Drei von diesen vier Aussagen darf sie nicht mehr machen. Sie ist sogar vom Landgericht Karlsruhe dazu verpflichtet worden, zwei davon schriftlich zu widerrufen: Nämlich, dass die Kommentierung von Tröndle im jetzigen Kommentar weiterlebt. Und dass Fischer nichts verändert habe. Für den Fall, dass Fischer ein Schaden entstanden ist oder noch entsteht, muss sie den ersetzen.

Das Landgericht Karlsruhe begründet seine Entscheidung vor allem damit, dass die Journalistin falsche Dinge behauptet habe. Es wertet den Satz „die Kommentierung zum Schwangerschaftsabbruch lebt weiter!“ zum Beispiel als eine Tatsachenbehauptung, nicht als Meinungsäußerung. Das sei so zu verstehen, dass entweder Tröndle noch Teile verfasst habe oder Grundgedanken bzw. wesentliche Positionen des vehementen Abtreibungsgegners noch in dem Buch vertreten würden. Auch dass das Benutzen des Kommentars – Zitat: „schlecht für die Rechtsprechung“ sei, würde auf Tatsachenbehauptung beruhen. Ein wichtiger Knackpunkt für das ganze Verfahren. Denn entscheidend für solche Prozesse ist die Einordnung: Geht es um eine Tatsache, die bewiesen werden oder auch widerlegt werden könnte, muss das Gericht verurteilen, falls die Tatsache falsch ist. Wird dagegen eine Meinung geäußert, kann der Gegner nicht verlangen, dass sie unterlassen oder widerrufen wird. Das Landgericht nimmt hier überwiegend Tatsachenbehauptungen an. Nur der Vorwurf der Journalistin, Fischers Kommentar enthalte grobe handwerkliche Schlamperei, den lässt das Landgericht Karlsruhe durchgehen. Das sei eine Meinungsäußerung.

Das Bundesverfassungsgericht ist gerade bei Auseinandersetzungen zu politisch hoch umstrittenen Fragen grundsätzlich großzügig und gibt das den deutschen Gerichten vor.  Auch das Klima der Auseinandersetzung spielt eine Rolle.
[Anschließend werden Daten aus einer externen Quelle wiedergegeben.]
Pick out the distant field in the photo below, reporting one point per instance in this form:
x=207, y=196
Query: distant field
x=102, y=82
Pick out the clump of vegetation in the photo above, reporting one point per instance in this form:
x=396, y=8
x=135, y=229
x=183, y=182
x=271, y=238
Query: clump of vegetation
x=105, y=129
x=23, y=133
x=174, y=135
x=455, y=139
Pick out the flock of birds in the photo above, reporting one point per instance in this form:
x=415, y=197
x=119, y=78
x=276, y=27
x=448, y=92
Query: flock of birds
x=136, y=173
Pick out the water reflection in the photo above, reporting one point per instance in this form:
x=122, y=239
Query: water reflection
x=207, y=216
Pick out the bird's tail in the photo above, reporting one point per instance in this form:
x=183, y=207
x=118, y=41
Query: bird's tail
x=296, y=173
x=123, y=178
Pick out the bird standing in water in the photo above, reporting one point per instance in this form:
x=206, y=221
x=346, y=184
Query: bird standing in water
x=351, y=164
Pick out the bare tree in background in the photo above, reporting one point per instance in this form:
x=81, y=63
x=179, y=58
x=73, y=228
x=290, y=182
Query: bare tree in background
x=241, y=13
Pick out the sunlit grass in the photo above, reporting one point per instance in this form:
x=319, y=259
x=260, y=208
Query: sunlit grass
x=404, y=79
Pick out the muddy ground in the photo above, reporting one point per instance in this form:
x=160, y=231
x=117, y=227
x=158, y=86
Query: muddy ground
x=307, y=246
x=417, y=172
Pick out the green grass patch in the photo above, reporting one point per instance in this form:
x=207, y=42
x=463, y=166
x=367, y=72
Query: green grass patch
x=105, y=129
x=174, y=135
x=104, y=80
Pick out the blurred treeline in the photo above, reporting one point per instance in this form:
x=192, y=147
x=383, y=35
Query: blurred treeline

Fischer greift Mayr in der Onlineplattform Meedia seinerseits heftig an, spricht zum Beispiel von „niveaulosen Denunziationen“ und davon, dass sie „Mist“ unters Volk bringe. Durchaus möglich, dass das nächste Gericht im Instanzenzug hier andere Wertungen trifft. Sehr wahrscheinlich auf jeden Fall, dass der Streit weiter geht.